Il Giudice di pace condannava il traduttore al risarcimento, liquidato in misura pari alle spese vive documentate per ottenere il duplicato, escludendo ulteriori voci di danno non provate. Il Tribunale di Imperia confermava la decisione in appello, rigettando la richiesta di condanna per lite temeraria. Il professionista proponeva quindi ricorso per cassazione con quattro motivi.
La Motivazione della Corte
La Corte affronta congiuntamente i primi tre motivi, rilevando che essi costituiscono per lo più una mera reiterazione dei motivi fattuali del gravame di appello, più che una critica della motivazione del loro rigetto. Il vizio di inammissibilità non investe i singoli argomenti nel merito, ma la stessa idoneità del mezzo a censurare la decisione impugnata.
Quanto al primo motivo, il ricorrente lamenta il travisamento delle prove e l’omesso esame delle istanze istruttorie (esibizione ex art. 210 cod. proc. civ. e interrogatorio formale). La Corte osserva che il motivo non si confronta con le plurime ragioni del rigetto: la ritenuta irrilevanza dell’assenza di reiterazione nella sentenza di primo grado delle ragioni di non ammissione delle prove, essendo già intervenuta un’ordinanza ampiamente motivata; l’irrilevanza dei fatti oggetto di prova, non avendo il giudice riconosciuto danni ulteriori rispetto a quelli documentati; l’incomprensibilità del dedotto travisamento del fatto.
Il secondo motivo riguarda l’omesso accertamento dell’illecita condotta della controparte, invocata ai sensi dell’art. 1227 cod. civ.

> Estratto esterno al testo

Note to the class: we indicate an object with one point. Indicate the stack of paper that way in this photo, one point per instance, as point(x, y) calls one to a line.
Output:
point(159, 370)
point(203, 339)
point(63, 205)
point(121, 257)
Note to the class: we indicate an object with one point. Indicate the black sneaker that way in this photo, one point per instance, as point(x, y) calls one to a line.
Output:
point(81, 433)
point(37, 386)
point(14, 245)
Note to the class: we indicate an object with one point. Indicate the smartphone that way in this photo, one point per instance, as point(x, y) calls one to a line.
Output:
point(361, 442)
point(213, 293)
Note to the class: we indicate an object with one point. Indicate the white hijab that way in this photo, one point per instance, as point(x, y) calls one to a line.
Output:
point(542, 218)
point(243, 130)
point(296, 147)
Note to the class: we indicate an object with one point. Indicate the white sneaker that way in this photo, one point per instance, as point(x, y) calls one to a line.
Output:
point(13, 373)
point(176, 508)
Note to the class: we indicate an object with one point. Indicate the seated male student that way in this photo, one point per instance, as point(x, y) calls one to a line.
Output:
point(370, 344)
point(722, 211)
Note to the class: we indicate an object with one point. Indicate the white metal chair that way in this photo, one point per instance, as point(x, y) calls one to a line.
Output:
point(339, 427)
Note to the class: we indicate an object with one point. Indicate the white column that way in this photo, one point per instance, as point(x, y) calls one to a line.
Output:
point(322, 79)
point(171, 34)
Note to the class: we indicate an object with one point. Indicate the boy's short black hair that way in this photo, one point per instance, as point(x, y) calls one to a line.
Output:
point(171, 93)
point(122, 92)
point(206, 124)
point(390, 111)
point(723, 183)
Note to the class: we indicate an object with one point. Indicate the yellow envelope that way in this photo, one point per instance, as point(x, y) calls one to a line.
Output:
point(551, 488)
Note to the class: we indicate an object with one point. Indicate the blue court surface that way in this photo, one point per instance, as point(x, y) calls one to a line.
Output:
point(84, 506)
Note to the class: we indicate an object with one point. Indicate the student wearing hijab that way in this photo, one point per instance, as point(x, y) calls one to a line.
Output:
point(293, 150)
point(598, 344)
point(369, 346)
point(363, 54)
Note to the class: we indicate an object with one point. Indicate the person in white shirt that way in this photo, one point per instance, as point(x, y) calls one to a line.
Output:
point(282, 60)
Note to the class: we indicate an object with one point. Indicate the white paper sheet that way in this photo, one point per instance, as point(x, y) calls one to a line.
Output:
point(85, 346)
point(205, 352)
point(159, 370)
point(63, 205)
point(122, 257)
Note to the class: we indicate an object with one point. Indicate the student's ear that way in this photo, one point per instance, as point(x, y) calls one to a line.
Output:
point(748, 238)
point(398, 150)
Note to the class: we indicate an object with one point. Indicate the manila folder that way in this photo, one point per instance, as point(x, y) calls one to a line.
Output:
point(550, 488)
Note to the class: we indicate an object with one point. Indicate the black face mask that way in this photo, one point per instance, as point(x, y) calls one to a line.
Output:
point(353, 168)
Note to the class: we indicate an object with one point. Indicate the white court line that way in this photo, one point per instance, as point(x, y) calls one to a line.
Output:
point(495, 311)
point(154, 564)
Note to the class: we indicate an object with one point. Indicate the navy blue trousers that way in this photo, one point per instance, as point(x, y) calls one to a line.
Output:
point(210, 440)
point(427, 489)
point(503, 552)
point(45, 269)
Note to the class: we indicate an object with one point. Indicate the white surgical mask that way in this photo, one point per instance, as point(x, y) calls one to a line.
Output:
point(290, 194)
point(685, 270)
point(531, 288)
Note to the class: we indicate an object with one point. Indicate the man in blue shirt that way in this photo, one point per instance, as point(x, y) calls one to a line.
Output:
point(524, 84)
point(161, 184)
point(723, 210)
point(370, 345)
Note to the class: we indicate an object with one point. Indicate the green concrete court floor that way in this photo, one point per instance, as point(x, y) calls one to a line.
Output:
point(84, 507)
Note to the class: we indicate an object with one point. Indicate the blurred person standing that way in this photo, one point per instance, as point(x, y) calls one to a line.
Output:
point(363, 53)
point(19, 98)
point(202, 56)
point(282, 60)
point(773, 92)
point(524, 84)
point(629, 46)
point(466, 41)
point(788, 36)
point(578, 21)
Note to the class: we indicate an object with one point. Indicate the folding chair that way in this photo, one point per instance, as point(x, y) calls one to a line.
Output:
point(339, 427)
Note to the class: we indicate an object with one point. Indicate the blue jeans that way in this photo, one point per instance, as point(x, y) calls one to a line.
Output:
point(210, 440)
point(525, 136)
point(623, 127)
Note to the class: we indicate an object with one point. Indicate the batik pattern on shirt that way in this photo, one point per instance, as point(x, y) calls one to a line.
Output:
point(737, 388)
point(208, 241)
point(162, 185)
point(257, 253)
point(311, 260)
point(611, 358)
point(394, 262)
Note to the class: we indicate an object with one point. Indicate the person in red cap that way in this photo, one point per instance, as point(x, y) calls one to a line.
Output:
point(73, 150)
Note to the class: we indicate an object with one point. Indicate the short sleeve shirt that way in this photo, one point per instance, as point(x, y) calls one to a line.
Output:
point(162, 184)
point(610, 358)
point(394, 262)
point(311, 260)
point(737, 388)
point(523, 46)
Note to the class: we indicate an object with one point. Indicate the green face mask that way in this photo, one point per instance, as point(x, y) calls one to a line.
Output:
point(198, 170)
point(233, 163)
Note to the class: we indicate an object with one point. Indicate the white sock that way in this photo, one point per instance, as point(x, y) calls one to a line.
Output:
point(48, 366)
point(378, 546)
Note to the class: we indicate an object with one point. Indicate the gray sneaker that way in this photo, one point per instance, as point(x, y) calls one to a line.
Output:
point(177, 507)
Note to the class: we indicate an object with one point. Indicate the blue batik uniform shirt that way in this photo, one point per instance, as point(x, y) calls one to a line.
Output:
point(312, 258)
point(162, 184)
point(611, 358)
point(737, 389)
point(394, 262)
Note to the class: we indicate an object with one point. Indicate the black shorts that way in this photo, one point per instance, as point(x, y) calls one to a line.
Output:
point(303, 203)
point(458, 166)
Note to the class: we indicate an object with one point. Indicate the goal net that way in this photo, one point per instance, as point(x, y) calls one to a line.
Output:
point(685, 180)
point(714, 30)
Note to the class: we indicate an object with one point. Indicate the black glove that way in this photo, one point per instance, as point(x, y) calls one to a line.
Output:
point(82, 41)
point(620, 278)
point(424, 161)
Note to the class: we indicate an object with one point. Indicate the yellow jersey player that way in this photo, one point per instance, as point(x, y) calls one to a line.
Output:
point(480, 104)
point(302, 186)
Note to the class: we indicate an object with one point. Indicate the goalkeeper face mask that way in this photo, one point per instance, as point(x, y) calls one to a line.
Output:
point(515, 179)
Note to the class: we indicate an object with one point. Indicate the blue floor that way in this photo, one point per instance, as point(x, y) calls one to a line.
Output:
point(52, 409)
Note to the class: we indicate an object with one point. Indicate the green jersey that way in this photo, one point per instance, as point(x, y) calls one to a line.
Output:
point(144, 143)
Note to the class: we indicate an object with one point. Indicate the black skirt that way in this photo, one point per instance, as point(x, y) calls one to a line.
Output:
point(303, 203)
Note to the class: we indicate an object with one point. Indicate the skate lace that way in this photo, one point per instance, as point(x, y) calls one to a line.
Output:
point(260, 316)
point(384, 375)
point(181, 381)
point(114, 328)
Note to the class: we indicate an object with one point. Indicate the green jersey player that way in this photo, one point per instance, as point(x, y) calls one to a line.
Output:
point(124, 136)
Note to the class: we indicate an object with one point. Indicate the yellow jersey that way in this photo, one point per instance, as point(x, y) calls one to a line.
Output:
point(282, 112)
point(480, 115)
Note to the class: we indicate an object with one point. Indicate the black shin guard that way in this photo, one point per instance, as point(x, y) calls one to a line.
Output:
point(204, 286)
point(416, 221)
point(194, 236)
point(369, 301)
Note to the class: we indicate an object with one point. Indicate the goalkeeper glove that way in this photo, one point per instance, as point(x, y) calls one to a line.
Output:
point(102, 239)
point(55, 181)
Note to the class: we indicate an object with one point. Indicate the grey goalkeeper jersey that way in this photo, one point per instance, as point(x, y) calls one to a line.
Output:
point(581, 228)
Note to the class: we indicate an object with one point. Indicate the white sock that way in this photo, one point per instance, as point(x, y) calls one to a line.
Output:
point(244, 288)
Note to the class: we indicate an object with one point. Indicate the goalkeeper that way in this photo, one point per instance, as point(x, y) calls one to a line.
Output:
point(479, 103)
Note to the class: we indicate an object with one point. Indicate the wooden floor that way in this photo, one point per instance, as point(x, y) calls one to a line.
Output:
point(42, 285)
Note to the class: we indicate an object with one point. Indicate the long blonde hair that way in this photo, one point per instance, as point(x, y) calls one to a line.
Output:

La Corte rileva che il motivo non si confronta con la decisione del Tribunale, dal quale emerge che l’attribuzione del contributo causale è stata sì considerata, ma rigettata sulla base di un accertamento e di una valutazione fattuale di merito, non sindacabili in sede di legittimità.
Il terzo motivo concerne il rigetto dell’istanza ex art. 96 cod. proc. civ. Anche tale censura è inammissibile, non confrontandosi con le ragioni del mancato riconoscimento della lite temeraria, fondate sul duplice rilievo che la parte non ha mai dato prova dell’entità del danno subito dall’azione altrui, peraltro con esito vittorioso, né può dirsi integrata la fattispecie del comma terzo, riferita alla sola parte vittoriosa.
Il quarto motivo è infine inammissibile perché riferito a un’istanza di sospensione dell’efficacia esecutiva della sentenza che avrebbe dovuto essere indirizzata al giudice dell’appello e non al giudice di legittimità, ai sensi dell’art. 373 cod. proc. civ. Il ricorso è quindi dichiarato inammissibile, con compensazione delle spese processuali in ragione della particolarità della vicenda, senza ulteriore importo a titolo di contributo unificato stante l’ammissione al gratuito patrocinio.